Posso aggiungere questa cosa, alla miriade di stupidaggini che ho fatto fino ad ora.
Ammicco un sorriso forzato, smorzato d'un tratto dal tizio di fronte a me, che sfacciato mi afferra per il polso.
«Ok, scusa, ma ho cambiato idea».
Con un'angoscia mai sentita e un leggero terrore stampato sul viso, tento di scansarmi il più possibile.
«Che succede Barbie? Non ti piaccio più?».
Mi divincolo tirando più che posso il polso stritolato.
«Lasciami subito».
Ordino, riuscendo a liberarmi. Per poco finisco con il sedere per terra, ma fortunatamente non succede.
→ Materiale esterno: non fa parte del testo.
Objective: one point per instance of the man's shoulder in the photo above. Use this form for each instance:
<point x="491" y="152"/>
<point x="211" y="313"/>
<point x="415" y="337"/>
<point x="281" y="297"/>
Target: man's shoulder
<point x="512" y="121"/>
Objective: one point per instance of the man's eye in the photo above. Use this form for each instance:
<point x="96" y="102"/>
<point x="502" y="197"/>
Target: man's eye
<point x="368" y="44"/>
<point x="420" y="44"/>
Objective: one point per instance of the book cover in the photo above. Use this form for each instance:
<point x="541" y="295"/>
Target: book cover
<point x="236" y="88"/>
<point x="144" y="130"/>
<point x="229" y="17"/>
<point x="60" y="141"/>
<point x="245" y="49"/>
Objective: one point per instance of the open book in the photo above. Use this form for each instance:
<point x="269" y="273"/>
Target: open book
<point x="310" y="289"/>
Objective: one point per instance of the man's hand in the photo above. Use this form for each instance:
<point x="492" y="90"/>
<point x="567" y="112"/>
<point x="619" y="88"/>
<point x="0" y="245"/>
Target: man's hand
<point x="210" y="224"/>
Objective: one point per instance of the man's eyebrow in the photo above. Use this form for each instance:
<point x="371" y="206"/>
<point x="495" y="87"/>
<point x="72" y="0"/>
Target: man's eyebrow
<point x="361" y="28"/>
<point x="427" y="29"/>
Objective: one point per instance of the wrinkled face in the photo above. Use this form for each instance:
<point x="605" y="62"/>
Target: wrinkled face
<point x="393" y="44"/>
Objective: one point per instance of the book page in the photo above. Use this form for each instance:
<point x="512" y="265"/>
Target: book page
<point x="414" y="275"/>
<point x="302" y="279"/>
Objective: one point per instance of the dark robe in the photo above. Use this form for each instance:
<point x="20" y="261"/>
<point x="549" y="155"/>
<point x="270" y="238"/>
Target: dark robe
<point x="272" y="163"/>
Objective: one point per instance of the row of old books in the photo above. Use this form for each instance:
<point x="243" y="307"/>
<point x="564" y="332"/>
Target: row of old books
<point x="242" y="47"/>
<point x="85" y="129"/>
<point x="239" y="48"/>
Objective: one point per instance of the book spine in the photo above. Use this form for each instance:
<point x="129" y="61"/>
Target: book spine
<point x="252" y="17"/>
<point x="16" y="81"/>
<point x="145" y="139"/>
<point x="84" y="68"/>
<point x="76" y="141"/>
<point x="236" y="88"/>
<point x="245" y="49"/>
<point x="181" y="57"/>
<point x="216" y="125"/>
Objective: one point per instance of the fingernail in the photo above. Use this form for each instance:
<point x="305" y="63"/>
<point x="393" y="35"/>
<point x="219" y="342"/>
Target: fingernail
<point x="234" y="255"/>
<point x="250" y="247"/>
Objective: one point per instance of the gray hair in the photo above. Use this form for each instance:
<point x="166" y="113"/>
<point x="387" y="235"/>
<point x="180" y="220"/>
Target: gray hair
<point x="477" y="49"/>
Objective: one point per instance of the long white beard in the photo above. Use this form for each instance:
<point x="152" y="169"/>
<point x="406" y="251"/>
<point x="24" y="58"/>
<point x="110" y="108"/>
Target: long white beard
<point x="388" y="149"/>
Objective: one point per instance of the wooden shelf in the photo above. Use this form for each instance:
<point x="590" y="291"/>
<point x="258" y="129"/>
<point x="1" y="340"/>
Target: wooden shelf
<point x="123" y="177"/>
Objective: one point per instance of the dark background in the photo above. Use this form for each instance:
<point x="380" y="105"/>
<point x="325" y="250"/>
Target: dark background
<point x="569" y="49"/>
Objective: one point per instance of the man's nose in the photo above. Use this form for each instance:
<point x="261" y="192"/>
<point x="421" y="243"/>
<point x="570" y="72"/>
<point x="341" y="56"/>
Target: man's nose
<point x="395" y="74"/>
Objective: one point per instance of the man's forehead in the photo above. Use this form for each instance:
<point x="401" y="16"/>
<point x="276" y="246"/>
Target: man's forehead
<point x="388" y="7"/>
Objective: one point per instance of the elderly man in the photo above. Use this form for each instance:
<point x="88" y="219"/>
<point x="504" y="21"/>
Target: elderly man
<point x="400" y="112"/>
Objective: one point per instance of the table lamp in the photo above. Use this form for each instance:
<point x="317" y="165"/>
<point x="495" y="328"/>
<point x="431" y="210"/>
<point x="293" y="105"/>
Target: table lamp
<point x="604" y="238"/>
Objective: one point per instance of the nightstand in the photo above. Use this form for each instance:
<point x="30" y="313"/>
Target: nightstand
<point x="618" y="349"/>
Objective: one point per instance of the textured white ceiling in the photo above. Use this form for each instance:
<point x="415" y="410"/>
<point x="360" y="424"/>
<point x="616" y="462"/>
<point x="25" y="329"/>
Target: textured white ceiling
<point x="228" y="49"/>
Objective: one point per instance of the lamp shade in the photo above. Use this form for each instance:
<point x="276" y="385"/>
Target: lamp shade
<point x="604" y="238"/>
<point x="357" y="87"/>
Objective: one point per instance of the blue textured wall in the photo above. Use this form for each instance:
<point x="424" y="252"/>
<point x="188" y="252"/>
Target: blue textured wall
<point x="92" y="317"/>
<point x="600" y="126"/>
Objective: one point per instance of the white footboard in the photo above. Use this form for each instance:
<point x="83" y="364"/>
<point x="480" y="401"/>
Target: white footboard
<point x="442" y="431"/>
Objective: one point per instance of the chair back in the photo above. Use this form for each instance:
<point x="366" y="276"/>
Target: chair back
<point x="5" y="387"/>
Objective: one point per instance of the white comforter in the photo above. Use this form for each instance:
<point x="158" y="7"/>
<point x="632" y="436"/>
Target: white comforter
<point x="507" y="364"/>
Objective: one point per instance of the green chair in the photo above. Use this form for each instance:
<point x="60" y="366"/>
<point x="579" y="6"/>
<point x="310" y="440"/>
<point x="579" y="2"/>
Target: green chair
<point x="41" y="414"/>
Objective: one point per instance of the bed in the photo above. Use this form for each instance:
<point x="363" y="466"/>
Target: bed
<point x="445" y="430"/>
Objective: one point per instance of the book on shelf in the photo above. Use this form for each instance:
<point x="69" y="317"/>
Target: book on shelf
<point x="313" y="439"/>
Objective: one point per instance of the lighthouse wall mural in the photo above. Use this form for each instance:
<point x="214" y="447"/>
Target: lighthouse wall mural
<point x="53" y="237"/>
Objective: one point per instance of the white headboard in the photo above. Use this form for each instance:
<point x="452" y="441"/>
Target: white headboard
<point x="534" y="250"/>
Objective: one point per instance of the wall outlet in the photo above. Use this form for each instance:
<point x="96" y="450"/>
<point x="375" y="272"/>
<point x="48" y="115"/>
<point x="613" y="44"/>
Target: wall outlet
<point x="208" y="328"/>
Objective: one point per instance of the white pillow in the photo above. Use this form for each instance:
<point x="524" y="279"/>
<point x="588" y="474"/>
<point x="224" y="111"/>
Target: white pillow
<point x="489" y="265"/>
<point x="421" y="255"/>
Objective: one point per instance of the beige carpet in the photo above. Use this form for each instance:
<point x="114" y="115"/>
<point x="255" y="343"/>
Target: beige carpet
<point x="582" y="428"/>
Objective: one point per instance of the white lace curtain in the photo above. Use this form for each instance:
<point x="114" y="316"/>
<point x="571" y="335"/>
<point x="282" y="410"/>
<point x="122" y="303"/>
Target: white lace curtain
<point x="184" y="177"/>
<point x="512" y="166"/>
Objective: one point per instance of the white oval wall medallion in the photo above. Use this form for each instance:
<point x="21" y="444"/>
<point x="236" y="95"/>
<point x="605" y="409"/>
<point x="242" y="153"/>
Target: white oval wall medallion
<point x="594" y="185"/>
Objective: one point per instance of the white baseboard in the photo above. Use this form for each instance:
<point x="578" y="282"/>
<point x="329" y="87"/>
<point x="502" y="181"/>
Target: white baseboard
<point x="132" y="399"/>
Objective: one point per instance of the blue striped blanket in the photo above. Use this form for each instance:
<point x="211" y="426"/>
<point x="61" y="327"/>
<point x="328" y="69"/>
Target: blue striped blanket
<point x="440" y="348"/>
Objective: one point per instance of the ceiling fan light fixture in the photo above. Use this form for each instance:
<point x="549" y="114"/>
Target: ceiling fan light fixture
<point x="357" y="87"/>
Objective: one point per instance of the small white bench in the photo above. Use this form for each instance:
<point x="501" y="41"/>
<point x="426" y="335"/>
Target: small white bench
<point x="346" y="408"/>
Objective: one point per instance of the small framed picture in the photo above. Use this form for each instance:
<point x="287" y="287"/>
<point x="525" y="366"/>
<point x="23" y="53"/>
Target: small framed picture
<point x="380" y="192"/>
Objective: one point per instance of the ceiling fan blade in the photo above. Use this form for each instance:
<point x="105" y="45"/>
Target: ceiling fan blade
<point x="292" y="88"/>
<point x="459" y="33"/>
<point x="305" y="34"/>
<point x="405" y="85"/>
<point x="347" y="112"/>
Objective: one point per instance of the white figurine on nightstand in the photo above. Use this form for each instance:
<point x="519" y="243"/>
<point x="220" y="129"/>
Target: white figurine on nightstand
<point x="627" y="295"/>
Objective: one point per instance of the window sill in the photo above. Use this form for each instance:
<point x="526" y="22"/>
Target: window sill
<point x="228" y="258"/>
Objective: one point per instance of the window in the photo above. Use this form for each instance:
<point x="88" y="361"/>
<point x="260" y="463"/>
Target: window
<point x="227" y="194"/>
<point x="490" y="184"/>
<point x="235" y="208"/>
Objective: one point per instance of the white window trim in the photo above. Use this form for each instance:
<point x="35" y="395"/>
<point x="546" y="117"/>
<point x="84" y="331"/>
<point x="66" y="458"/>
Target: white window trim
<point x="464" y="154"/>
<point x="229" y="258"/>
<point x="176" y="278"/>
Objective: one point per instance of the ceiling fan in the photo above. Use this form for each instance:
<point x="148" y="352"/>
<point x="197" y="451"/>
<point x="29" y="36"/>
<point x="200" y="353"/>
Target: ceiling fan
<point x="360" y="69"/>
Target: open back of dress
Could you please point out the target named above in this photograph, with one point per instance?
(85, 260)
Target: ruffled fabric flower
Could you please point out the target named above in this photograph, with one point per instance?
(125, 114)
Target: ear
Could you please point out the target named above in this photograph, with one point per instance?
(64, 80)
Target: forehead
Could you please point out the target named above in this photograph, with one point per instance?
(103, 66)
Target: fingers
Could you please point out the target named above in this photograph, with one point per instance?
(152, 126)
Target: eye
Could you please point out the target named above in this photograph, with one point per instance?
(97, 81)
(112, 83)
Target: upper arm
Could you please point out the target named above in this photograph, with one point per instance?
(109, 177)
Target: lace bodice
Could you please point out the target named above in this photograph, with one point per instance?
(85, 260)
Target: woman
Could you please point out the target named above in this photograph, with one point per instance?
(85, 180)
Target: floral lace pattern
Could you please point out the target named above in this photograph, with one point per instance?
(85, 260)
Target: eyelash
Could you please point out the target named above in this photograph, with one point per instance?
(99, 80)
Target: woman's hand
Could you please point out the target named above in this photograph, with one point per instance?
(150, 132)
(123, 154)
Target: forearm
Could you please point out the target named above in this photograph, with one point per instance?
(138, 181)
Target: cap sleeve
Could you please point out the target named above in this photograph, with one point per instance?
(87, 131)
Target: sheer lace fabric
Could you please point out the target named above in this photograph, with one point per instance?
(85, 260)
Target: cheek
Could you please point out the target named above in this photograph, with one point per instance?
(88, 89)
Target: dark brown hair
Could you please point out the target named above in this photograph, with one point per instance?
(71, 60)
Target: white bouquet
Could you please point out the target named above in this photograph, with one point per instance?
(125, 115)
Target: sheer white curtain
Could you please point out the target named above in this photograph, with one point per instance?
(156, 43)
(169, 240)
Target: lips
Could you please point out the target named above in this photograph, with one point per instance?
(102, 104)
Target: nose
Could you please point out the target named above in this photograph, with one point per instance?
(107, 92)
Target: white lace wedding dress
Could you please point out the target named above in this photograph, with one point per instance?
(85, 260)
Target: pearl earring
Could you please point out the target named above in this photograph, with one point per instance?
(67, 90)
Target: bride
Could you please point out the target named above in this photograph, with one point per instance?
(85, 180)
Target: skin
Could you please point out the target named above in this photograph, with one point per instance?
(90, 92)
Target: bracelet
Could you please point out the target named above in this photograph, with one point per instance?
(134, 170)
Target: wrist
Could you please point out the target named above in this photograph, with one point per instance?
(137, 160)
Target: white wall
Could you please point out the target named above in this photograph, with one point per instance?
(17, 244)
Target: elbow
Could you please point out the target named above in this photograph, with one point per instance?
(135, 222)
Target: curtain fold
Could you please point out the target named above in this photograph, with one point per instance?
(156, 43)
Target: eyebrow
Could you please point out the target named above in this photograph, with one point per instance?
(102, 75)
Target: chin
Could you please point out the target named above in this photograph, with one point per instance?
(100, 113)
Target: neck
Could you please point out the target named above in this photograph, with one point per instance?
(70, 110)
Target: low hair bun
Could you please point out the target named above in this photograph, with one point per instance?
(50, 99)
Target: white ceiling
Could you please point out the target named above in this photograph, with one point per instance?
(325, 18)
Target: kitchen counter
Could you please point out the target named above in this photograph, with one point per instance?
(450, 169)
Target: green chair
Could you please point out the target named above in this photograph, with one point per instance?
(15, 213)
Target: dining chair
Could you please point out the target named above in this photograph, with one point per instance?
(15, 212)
«Che cazzo le prende adesso?» dice scocciato uno dei tatuati all'altro.
«Forse ha bisogno di sciogliersi. Vieni qui, che ci penso io» con un balzo il tizio dai capelli blu fa per riafferrarmi, ma una terza mano si intromette tra noi, bloccando di colpo quella dello sconosciuto.
«Guarda, guarda, guarda, Apollo Void signori e signore» ironizza uno dei due tatuati.
«Evy, porta il culo sulla mia moto. Ora!» ordina categorico, ma invece di ascoltarlo resto impalata.
«Barbie non va da nessuna parte. È stata lei a venire da me, quindi togliti dalle palle» il ragazzo dai capelli blu si avvicina ad Apollo, fronteggiandolo.
Indietreggio leggermente impaurita, ritrovandomi poco distante dal ricciolino, che ora mi dà le spalle. Dovrei ascoltarlo, lo so perfettamente, però non voglio.
«Barbie?» lo copia Apollo, con un'espressione strana «E fammi indovinare, tu saresti Ken?».
«Che c'è, Void? Da quando ti sei messo a fare il cavaliere della notte?» chiede uno dei due tizi seduti sulle selle.
«Da quando ha capito che come pugile non è granché» commenta portando le braccia al petto il ragazzo di fronte a lui.
«Forse, nemmeno come strozzino».
Nonostante l'espressione burbera e cattiva di quest'ultimo, Apollo improvvisamente sorride, lasciando tutti terribilmente confusi. O meglio, incazzati.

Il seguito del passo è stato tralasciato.